With all this confusion swilling around in his mind for the first few hours at work, he did not need the added complication of Nina. He had her though, and her presence stifled whatever impulses might have made him seek Spike out.  He was trapped by his own nature. Whatever else he was, had been, he was not dishonest in love. Where he loved, he loved passionately and with a single focus. He could not lie to her with his body: sleep with her while his mind was on someone else. In any other circumstances, he would have admitted what had happened while he’d been away and faced the consequences of that truth. If he’d slept with a woman, he would have told her. But he had not slept with a woman, and that changed everything. He could not tell her, but he could not not tell her and still see her.  He wondered, as the long morning stretched on, whether if he’d slept with an anonymous man, he might have admitted that as well. He actually rehearsed words: ritual, connection, extremity. They seemed better than passion, fuck and need. This wasn’t an anonymous man, though. This was Spike—Spike, someone he’d sought her sympathy for; Spike, who he frequently told her was the bane of his life. 

Then, in thinking about this trap, for the first time, what he had done with Spike embarrassed Angel. It had seemed a good motto to live your life by: never do something you are too embarrassed to recount. Shame twisted inside his guts.

Nothing had changed between them—he still loved Spike—only he had given no thought to the barriers that would still lie between them.

For the first time, he faced what the dream—which he’d known all along wasn’t a dream but a portent of what was to be—meant. He’d toyed with the idea that it meant he’d made the wrong decision, that he should choose unlife with Spike over life with Buffy.  Now, he saw its true meaning. He had to commit to his life and see it through. He had not given of himself to Buffy, not been honest, not committed, and twenty years into their marriage they had been so estranged, and he had been so lonely, that he’d begged his own childe to take him back into the dark world—unsouled, a monster, a demon.

It seemed to Angel that the same scenario was playing out with Nina. He owed her more than lies.

He had an uneasy morning, but things got worse in the afternoon. Things had slipped so much in his absence that he had to stamp his authority back on the city. He summoned some of the leaders of the various demonic factions for a meeting.

They came reluctantly, and it was when he looked up from his place at the conference table and saw them coming toward him that he knew.  It was a knowledge so painful and so embarrassing that he could not give it air to breathe and buried it under false greetings and slick words.

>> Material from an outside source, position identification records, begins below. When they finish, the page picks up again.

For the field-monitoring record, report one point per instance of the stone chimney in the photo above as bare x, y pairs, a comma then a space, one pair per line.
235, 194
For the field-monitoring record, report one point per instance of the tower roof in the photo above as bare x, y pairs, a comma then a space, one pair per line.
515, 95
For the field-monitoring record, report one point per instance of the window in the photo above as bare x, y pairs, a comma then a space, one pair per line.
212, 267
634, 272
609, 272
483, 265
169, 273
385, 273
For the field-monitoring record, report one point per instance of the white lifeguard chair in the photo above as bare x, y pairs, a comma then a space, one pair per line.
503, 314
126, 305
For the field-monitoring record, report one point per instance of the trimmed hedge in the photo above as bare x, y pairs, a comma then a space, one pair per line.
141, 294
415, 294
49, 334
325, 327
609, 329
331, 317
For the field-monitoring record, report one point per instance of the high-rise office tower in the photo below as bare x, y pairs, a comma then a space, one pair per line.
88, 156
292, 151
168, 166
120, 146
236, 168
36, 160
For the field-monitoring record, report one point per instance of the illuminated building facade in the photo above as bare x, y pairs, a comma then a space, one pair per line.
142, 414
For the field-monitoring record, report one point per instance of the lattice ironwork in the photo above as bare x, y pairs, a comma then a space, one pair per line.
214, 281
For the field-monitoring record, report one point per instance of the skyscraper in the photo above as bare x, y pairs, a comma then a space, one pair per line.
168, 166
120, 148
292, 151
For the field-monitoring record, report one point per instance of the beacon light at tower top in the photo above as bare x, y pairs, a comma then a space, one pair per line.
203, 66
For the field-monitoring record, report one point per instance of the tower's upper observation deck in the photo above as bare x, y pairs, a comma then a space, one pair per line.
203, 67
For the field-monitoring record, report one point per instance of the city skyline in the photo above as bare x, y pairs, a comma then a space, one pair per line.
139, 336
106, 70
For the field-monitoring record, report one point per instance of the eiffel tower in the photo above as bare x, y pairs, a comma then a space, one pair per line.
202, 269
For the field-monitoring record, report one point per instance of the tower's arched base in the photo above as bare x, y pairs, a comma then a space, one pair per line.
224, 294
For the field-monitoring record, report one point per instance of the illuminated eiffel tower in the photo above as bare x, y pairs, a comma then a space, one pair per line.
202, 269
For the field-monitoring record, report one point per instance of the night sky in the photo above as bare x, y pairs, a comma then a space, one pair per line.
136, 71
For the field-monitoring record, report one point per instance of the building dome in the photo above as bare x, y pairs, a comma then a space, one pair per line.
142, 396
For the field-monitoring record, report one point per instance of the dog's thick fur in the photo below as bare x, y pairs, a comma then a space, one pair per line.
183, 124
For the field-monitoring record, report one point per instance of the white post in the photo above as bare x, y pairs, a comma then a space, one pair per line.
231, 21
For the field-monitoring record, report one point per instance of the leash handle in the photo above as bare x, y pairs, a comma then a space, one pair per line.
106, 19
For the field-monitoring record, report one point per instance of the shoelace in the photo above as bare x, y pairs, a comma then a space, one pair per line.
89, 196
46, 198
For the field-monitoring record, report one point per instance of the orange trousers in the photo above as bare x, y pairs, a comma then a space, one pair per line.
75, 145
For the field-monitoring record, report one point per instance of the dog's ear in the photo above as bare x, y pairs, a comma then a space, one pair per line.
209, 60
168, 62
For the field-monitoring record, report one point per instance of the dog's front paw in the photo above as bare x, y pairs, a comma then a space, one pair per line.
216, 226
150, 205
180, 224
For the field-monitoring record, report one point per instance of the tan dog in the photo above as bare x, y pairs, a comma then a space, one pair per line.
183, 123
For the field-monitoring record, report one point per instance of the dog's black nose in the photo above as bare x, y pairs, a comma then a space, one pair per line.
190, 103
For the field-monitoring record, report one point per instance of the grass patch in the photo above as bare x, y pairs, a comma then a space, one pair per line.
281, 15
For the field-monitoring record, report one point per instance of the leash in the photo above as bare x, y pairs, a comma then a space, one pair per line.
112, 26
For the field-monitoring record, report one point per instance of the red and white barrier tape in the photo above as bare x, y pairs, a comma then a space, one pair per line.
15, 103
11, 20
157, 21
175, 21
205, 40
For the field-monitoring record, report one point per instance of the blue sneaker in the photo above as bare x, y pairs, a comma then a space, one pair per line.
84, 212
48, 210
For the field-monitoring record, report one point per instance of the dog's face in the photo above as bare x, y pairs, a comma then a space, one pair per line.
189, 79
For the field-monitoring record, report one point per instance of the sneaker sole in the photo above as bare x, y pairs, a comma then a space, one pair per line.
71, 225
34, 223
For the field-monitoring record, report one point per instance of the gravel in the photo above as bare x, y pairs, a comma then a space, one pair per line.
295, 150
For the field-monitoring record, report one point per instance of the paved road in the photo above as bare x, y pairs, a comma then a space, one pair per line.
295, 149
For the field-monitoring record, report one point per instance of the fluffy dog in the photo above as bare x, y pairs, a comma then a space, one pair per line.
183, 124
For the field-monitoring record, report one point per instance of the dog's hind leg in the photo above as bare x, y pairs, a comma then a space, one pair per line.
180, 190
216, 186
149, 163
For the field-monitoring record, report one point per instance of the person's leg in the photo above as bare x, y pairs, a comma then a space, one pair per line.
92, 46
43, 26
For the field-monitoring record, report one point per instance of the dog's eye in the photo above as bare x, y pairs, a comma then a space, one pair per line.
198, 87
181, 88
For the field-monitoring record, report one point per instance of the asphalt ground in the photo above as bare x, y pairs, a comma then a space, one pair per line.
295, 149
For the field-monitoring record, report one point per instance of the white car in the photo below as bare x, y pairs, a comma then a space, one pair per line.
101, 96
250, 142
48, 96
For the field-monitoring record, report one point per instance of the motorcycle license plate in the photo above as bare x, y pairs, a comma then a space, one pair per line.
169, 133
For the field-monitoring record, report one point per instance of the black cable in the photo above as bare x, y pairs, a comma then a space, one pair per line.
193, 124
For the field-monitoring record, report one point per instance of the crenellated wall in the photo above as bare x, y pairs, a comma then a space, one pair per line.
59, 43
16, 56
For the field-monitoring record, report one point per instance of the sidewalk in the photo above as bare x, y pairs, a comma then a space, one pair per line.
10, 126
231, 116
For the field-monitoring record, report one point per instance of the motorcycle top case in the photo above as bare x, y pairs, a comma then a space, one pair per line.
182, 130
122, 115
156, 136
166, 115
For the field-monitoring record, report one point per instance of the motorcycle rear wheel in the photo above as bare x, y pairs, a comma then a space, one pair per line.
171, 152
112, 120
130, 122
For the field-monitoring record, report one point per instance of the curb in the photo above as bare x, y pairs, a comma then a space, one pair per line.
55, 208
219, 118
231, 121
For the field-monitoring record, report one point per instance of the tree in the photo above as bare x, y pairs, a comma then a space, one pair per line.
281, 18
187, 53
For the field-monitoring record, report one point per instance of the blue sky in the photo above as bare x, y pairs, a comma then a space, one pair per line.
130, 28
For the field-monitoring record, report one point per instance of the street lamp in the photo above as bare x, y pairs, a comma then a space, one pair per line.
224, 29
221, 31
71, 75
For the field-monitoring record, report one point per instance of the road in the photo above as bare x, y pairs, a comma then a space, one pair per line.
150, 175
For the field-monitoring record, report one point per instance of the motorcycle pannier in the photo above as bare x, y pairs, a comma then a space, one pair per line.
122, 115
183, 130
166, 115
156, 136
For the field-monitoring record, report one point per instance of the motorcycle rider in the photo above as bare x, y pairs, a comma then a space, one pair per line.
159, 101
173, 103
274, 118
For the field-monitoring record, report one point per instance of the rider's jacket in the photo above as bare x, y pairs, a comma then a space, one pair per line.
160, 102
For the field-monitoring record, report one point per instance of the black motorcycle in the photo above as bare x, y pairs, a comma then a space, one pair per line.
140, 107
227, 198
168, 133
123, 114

He hadn’t changed his mind—he still loved him—only that love had consequences that he’d not foreseen.

By the time the evening came, all he wanted to do was be left alone with his misery. He turned off his desk light and rose to go up to his apartment and then saw the slim figure in the doorway.

There was nothing else he could do.

He held out his hand and smiled.  ‘Nina.’

She came into his embrace. ‘Tired?’

He nodded.

‘Come on, lover boy, let’s get you to bed.’

She pulled him toward the elevator, and there was nothing Angel could do, despite his vast strength, to resist.